AGB

Allgemeine Geschäftsbedingungen

Allgemeine Geschäftsbedingungen der LBA Leitbetriebe GmbH, Mariahilferstraße 124/15, 1070 Wien, im Folgenden kurz LBA (oder auch Auftragnehmer oder Lizenzgeber) genannt.

1. Geltungsbereich:

1.1.     LBA schließt nur Verträge mit Unternehmen/Unternehmern (im Folgenden auch kurz Auftraggeber oder Lizenznehmer genannt) ab. Die nachstehenden Geschäftsbedingungen gelten für alle Leistungen, die LBA anbietet, und regeln deren Inanspruchnahme. LBA erbringt ihre Leistungen gegenüber Unternehmen/Unternehmern ausschließlich auf Grundlage der gegenständlichen allgemeinen Geschäftsbedingungen sowie der jeweils gültigen Fassung des schriftlichen Angebotes, welches einen integrierenden Bestandteil dieser allgemeinen Geschäftsbedingungen darstellt.

1.2.     Änderungen, Ergänzungen, Nebenabreden oder Vorbehalte dieser allgemeinen Geschäftsbedingungen bedürfen zu ihrer Gültigkeit der Schriftform. Dies gilt auch für ein Abweichen vom Schriftformerfordernis.

1.3.     Von diesem Vertrag abweichende Bedingungen oder entgegenstehende Bedingungen des Vertragspartners werden selbst bei Kenntnis nur dann wirksam, wenn sie von LBA ausdrücklich und schriftlich anerkannt werden.

1.4.     Sollten einzelne Bestimmungen dieser allgemeinen Geschäftsbedingungen rechtsunwirksam, ungültig und/oder nichtig sein oder im Laufe ihrer Dauer werden, so berührt dies die Rechtswirksamkeit, Gültigkeit und Verbindlichkeit der übrigen Bestimmungen nicht. Die Vertragsteile verpflichten sich in diesem Fall, die rechtsunwirksame, ungültige und/oder nichtige (rechtsunwirksam, ungültig und/oder nichtig gewordene) Bestimmung durch eine solche zu ersetzen, die rechtswirksam und gültig ist und in ihrer wirtschaftlichen Auswirkung der ersetzten Bestimmung – soweit als möglich und rechtlich zulässig – entspricht.

2. Vertragsabschluss:

2.1.     Die Grundlage für den Vertragsabschluss bildet das jeweilige Angebot von LBA. Die Angebote von LBA sind freibleibend und unverbindlich.

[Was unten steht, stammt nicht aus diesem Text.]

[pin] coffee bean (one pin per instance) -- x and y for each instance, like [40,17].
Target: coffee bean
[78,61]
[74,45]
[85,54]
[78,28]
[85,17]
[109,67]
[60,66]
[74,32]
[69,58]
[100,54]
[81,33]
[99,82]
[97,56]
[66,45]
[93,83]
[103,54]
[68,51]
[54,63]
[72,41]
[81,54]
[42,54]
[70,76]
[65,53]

2.2.     Das Vertragsverhältnis zwischen Anbieter und Auftraggeber kommt durch die Annahme des Auftrags durch LBA in Form einer zu übersendenden Auftragsbestätigung zustande. Die Annahme des Angebotes hat grundsätzlich in Schriftform durch eine schriftliche Auftragsbestätigung zu erfolgen.

2.3.     Es besteht kein Recht auf Abschluss eines Vertrages. LBA ist berechtigt, einen Vertragsabschluss ohne Angabe von Gründen abzulehnen.

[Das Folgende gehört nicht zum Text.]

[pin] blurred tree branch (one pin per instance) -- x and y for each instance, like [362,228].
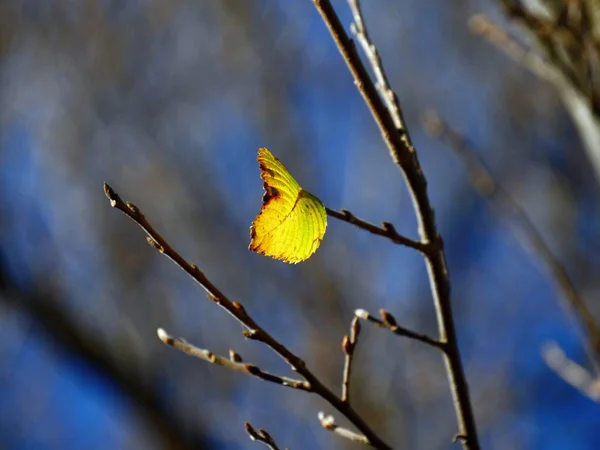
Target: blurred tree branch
[261,435]
[72,338]
[568,40]
[488,187]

3. Leistungen, Auftragsabwicklung und Mitwirkungspflichten des Auftraggebers:

3.1.     Der Umfang der zu erbringenden Leistungen ergibt sich aus der im Angebot enthaltenen schriftlichen Leistungsbeschreibung. Nachträgliche Änderungen des Leistungsinhaltes oder Nebenabreden bedürfen zu ihrer Gültigkeit der Schriftform.

3.2.     Sofern der Auftraggeber dies nicht ausdrücklich untersagt, ist LBA berechtigt, vom Auftraggeber mitgeteilte oder öffentlich bereitgestellte Daten wie Kundennamen, Projektbeschreibung, Projektabbildungen und Ähnliches im Rahmen einer Referenzliste oder anderer Werbemittel zu verwenden.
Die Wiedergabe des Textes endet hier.